Solitary Plasmacytoma

Updated 28 July 2008 

The location of the solitary plasmacytoma is crucial to predicting its natural history. The majority of patients with extra-osseous (non-bone-involving) plasmacytoma have localized disease which is potentially curable with irradiation. The majority of patients with solitary plasmacytoma of bone will eventually manifest overt multiple myeloma.​

1. Diagnosis

All these criteria must be present:

  • Biopsy proof of a plasma cell tumour
  • No lytic bone lesions except the tumour itself
  • Bone marrow plasma cell proportion less than 10%
  • For solitary plasmacytoma of bone: no significant PET scan or CT scan abnormality at another site

A serum and/or urine monoclonal paraprotein may be present.
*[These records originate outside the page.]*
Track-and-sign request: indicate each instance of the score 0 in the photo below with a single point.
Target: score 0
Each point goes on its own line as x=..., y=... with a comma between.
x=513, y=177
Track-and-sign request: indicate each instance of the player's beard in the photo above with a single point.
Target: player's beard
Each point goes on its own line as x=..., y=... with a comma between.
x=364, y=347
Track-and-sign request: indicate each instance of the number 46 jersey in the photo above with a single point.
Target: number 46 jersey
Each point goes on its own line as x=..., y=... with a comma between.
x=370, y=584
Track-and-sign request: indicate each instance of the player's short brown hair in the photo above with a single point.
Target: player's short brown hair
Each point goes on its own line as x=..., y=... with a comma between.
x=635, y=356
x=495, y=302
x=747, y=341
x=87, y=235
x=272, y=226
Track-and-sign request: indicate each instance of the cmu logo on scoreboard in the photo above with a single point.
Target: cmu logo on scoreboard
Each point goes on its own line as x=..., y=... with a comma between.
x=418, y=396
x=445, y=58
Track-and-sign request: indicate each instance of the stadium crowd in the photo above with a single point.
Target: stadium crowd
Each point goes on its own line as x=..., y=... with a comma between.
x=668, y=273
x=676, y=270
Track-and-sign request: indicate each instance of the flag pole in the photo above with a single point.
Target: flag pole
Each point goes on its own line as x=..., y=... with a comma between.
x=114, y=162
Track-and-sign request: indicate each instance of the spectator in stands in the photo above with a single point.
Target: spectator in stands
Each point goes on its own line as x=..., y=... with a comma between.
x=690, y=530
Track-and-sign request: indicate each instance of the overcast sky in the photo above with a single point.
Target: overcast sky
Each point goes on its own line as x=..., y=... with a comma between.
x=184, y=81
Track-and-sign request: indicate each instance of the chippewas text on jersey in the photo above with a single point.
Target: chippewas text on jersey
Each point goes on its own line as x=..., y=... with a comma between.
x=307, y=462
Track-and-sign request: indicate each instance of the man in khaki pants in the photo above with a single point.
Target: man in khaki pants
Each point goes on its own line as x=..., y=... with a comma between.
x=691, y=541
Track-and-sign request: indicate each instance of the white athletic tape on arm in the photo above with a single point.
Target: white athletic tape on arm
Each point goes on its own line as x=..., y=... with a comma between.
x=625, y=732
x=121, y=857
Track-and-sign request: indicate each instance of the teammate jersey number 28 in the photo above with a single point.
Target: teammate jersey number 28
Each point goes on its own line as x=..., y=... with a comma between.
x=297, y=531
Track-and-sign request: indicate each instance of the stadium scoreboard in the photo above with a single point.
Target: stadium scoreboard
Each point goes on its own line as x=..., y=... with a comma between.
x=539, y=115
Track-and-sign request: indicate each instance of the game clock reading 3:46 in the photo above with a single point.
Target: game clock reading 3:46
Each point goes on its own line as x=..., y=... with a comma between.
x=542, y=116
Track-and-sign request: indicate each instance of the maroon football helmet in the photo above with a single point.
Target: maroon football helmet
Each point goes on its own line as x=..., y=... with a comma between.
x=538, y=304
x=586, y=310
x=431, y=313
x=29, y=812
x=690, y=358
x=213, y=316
Usually the uninvolved immunoglobulin levels are normal.​​

2. Follow-up

Solitary extra-osseous plasmacytoma

​Tests

Interval

CBC
serum creatinine, calcium
serum protein electrophoresis

Every 3 months x 1 year then 6 months x 2 years then annual

Tests

Interval

CBC
serum creatinine, calcium
serum protein electrophoresis

Every 3 months x 1 year then 6 months

Patients with either type of plasmacytoma should have a 24 hour urine protein electrophoresis and low dose CT skeletal survey annually. Those patients with extra-osseous plasmacytomas do not require these extra tests after they have been well for 5 years.​

3. Staging

No standard system is available. Patients should undergo all the usual tests for multiple myeloma. Imaging should include both a dedicated CT scan (neck/chest/abdomen and pelvis and low dose CT skeletal survey) and a PET/CT.  CT scan of the plasmacytoma should be obtained prior to radiation therapy.

4. Treatment

Standard treatment for solitary plasmacytoma is irradiation to the entire lesion with appropriate margins.